« Tes poids sont tous faux et pourtant justes ».
Cette citation est extraite du livre de Joseph Roth, Les fausses mesures. Elle est suivie d’un court commentaire du « vérificateur suprême ».
« Tes poids sont tous faux et pourtant justes. Nous n’allons pas noter ton nom. Nous tenons tes poids pour bons. Je suis le vérificateur suprême ».
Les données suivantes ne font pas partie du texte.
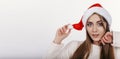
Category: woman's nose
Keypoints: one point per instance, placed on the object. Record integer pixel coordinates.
(94, 29)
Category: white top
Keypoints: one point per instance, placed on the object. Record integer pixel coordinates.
(65, 52)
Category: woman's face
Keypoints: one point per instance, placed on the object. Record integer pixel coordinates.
(95, 27)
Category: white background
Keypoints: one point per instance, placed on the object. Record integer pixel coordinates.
(27, 27)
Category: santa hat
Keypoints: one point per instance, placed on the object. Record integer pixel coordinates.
(95, 8)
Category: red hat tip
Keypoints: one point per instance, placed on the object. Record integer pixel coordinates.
(78, 26)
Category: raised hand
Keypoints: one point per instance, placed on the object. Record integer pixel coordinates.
(107, 38)
(61, 34)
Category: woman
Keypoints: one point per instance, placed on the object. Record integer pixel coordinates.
(100, 43)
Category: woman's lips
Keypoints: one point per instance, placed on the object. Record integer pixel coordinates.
(95, 35)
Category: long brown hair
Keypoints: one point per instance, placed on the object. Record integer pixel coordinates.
(83, 51)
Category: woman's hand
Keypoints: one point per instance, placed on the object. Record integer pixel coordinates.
(61, 34)
(107, 38)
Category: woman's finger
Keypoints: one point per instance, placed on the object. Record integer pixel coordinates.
(102, 42)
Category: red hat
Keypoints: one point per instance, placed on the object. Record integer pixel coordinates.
(95, 8)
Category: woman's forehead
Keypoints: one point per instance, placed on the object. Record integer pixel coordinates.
(94, 18)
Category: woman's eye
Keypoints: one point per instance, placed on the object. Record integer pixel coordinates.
(100, 24)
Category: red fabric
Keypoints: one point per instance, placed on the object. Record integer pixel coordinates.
(78, 26)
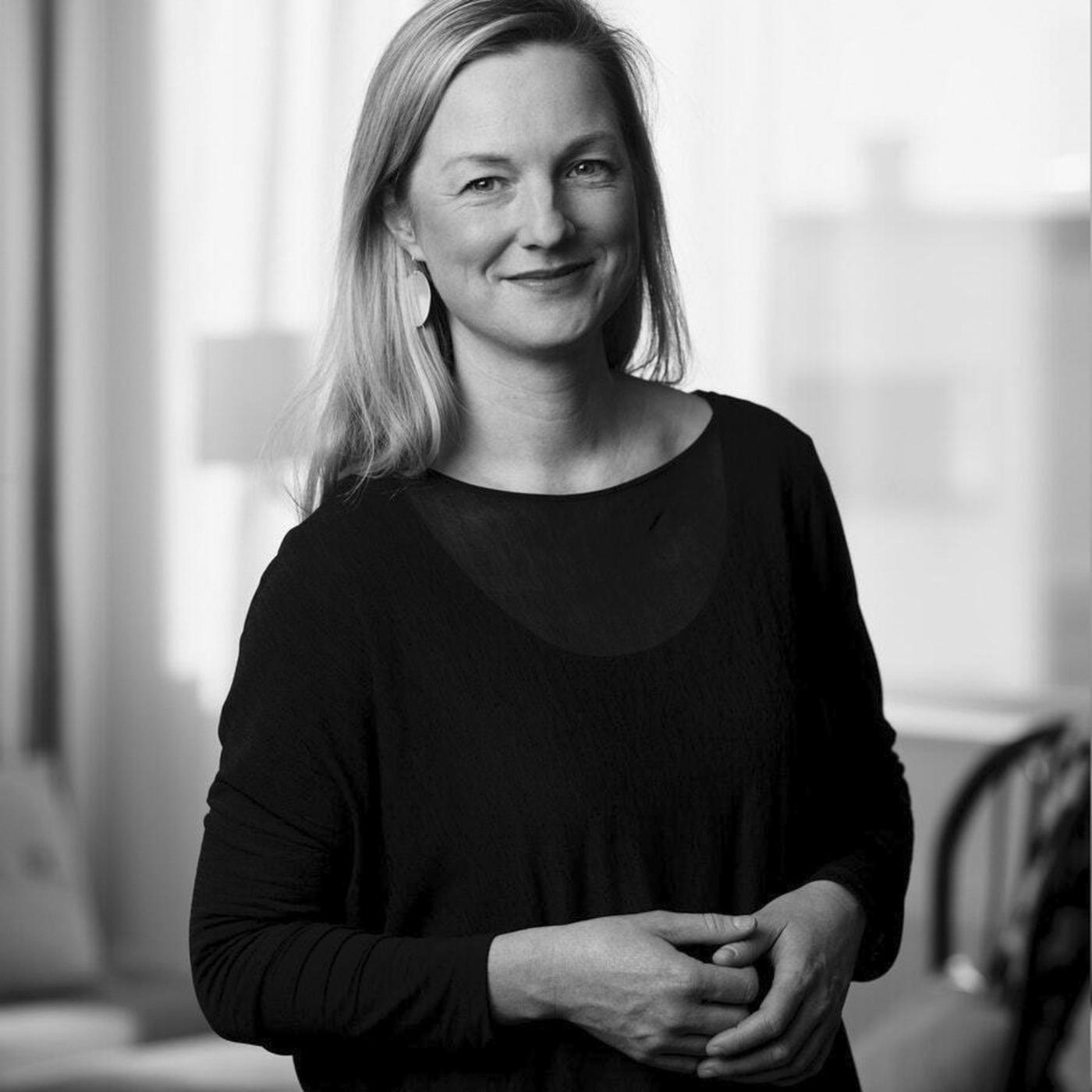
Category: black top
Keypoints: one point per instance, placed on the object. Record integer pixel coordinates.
(461, 711)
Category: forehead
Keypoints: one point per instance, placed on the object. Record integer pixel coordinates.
(516, 104)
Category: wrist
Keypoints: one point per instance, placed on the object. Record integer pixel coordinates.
(520, 975)
(844, 898)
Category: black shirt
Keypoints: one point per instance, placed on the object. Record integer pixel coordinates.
(462, 711)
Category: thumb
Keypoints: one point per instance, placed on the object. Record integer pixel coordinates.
(746, 952)
(709, 928)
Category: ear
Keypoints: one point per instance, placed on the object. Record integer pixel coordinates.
(400, 224)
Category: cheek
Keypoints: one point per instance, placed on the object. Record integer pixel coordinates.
(456, 248)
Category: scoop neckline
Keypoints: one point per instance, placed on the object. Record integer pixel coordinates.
(619, 486)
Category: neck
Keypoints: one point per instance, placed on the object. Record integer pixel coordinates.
(537, 425)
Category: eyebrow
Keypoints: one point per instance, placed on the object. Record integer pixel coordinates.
(491, 160)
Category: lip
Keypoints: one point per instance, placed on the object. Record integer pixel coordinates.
(553, 273)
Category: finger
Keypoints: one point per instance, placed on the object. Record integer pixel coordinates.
(674, 1064)
(710, 928)
(726, 984)
(744, 952)
(771, 1020)
(800, 1062)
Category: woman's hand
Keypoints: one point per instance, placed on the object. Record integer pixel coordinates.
(810, 936)
(624, 980)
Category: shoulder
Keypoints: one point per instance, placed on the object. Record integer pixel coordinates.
(750, 422)
(341, 555)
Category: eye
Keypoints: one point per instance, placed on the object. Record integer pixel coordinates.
(591, 168)
(488, 185)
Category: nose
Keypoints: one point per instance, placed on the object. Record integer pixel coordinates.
(544, 222)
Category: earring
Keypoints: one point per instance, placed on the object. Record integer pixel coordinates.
(420, 297)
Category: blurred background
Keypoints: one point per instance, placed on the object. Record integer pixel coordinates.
(881, 212)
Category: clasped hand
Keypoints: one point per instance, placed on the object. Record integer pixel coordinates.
(625, 982)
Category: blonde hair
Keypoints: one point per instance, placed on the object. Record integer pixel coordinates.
(382, 395)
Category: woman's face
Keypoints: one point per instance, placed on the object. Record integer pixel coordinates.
(522, 205)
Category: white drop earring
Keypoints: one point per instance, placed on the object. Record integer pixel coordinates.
(420, 297)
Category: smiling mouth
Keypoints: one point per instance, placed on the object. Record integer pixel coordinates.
(551, 275)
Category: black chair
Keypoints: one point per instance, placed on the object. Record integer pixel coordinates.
(1004, 991)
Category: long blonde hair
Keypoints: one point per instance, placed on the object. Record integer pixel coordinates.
(382, 395)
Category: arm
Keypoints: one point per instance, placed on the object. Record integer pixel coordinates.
(273, 960)
(846, 920)
(863, 827)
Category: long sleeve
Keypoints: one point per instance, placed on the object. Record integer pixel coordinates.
(863, 821)
(278, 957)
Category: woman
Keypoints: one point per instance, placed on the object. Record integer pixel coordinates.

On peut débobiner beaucoup de fils de cette phrase. Par exemple. L’important ce n’est pas l’instrument de mesure, qui est toujours « faux », imparfait dans le monde réel. Notre représentation du monde reste nécessairement inachevée. L’important, donc, c’est de disposer d’une lecture du monde qui soit juste. Qui appréhende à sa juste valeur (précisément) les choses et les ordonne de façon cohérente, qui fasse sens, qui aide à comprendre le chemin parcouru et à dessiner celui qu’il faut prendre pour arriver « à bon port ».
Voilà une « lecture » possible de cette phrase. Les statisticiens pourraient sans doute utilement la méditer, eux qui font profession de mesurer les choses (et parfois, ce faisant, les êtres). Elle souligne qu’il est inutile de courir après l’illusion d’une « bonne » mesure. L’important, c’est de disposer d’une lecture du monde qui soit la plus juste possible…même si elle est un peu fausse.